Grosseto: “Siamo dentro una fase decisiva sul tema del digitale: l’Ue sta riscrivendo tutte le regole del settore, dalla cybersicurezza, fino all’intelligenza artificiale e al rapporto tra digitale ed energia”. Lo ha dichiarato il deputato europeo Francesco Torselli, intervenendo al convegno “Sovranità digitale: il futuro dell’Europa nel Digital Networks Act” organizzato da Fratelli d'Italia Grosseto.

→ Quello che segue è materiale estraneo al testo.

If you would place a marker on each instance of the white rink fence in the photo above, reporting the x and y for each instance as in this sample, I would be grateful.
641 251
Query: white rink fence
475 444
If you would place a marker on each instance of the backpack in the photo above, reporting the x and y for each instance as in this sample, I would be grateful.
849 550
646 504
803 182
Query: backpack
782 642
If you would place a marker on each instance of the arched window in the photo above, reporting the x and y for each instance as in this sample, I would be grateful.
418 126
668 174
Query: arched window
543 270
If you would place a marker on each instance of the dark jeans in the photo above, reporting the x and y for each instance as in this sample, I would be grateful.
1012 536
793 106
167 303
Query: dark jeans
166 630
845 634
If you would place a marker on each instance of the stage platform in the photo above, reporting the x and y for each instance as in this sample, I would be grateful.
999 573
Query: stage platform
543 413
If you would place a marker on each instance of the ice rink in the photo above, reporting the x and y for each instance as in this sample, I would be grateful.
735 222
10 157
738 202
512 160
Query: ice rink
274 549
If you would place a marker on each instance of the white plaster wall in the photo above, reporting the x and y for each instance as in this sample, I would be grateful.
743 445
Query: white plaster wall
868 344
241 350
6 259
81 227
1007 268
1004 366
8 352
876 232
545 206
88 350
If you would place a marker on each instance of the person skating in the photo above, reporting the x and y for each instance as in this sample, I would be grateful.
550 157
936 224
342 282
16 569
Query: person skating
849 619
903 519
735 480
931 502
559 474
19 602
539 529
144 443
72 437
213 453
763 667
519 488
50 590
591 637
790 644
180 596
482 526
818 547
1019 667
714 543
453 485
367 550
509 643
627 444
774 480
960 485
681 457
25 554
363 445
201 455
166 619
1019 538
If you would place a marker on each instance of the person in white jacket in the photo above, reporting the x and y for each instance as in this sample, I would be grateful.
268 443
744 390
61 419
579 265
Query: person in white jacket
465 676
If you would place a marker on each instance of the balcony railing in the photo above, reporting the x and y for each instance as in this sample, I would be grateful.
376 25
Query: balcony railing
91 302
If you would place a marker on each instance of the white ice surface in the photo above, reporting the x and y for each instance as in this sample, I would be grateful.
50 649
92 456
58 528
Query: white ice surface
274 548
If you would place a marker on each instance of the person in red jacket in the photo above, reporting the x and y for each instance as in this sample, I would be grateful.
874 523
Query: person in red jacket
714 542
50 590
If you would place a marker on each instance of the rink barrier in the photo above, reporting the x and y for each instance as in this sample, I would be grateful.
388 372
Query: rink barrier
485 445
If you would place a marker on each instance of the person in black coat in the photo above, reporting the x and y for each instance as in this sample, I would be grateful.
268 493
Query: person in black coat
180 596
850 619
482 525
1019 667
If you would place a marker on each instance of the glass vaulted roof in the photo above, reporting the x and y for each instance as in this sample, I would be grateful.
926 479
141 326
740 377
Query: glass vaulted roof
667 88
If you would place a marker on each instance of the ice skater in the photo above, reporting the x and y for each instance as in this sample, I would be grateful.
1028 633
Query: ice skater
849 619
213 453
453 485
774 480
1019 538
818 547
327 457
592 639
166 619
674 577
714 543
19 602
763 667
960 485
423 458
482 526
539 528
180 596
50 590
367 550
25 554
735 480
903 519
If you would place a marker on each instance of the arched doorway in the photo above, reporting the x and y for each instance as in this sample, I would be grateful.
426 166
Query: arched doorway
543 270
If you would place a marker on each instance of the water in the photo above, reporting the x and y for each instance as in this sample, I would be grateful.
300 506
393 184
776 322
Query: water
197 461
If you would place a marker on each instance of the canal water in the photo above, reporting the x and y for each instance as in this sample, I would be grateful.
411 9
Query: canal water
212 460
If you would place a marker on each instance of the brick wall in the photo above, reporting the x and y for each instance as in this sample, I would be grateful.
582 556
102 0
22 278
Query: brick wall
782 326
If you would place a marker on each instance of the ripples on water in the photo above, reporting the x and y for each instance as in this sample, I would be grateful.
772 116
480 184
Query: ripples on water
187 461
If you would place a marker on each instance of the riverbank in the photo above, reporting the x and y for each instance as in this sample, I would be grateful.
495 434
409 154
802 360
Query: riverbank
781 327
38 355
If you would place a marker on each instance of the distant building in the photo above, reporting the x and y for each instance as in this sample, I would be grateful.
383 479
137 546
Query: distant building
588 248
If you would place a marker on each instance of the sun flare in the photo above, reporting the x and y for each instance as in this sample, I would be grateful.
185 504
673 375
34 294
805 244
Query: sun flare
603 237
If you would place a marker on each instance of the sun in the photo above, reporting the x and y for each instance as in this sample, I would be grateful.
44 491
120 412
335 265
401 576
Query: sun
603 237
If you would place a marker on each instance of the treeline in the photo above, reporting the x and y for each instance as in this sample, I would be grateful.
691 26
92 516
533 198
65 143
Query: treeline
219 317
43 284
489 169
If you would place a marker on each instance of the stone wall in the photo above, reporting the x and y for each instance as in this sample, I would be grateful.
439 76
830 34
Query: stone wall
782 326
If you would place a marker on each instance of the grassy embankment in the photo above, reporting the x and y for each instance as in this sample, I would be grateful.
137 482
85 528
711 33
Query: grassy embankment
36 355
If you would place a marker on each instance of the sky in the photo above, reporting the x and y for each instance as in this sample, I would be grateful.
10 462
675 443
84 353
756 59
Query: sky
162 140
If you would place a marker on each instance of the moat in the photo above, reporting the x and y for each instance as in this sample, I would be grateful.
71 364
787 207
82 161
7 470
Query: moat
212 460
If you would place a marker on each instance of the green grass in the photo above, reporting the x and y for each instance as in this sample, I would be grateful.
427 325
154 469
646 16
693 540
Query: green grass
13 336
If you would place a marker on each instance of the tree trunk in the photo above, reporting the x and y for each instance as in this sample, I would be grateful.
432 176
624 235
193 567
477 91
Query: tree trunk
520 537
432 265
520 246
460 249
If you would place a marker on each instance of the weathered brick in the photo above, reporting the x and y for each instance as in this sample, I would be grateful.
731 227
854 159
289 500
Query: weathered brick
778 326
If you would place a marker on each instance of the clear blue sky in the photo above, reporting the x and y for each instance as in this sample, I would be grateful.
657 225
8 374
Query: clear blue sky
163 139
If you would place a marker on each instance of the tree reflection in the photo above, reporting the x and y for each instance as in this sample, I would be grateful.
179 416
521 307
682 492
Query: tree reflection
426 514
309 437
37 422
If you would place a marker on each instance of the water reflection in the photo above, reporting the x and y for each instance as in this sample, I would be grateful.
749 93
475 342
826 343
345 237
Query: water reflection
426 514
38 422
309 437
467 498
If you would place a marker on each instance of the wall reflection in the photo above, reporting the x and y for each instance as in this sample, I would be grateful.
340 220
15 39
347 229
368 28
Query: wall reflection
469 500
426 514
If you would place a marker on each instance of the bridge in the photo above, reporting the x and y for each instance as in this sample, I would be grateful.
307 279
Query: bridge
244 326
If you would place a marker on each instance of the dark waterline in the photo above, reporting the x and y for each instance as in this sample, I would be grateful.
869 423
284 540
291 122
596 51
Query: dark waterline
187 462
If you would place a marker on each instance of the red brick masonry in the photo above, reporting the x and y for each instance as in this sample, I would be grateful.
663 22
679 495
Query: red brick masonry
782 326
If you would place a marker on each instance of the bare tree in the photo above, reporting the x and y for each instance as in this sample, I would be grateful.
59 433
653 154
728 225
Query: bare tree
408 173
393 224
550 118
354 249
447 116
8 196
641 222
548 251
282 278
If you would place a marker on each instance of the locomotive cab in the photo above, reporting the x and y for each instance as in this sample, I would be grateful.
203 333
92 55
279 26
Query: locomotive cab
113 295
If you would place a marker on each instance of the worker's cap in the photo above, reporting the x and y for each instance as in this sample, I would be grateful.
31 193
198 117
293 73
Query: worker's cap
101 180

“L’italia - spiega Torselli - non è il fanalino di coda, tutt’altro, e deve evitare che l’Europa, in questi nuovi atti, imponga standard più bassi di quelli che siamo già riusciti a raggiungere. Siamo decisamente avanti sulla cybersicurezza, ad esempio, ma il ritardo rispetto a Stati Uniti e Cina è evidente su altri fronti: produciamo circa il 10% della componentistica, percentuale che scende a meno dell’1% se si parla di intelligenza artificiale. Gli Stati Uniti e la Cina lavorano su questi mercati da decenni, per noi ormai sono irraggiungibili. Per questo dobbiamo investire dove siamo forti, come la sicurezza dei dati, e impegnarci per difendere le nostre infrastrutture. Inoltre, la digitalizzazione è anche una questione di coesione sociale: inutile investire milioni nelle aree interne se poi manca internet. Inutile incentivare giovani, aziende e famiglie a trasferirsi nelle aree interne quando abbiamo ormai chiaro che senza infrastrutture digitali non c’è sviluppo. L’Europa deve scegliere: inseguire gli altri o costruire regole che tutelino i propri interessi. L’Italia ha le carte per farlo, ma deve far valere la propria posizione”.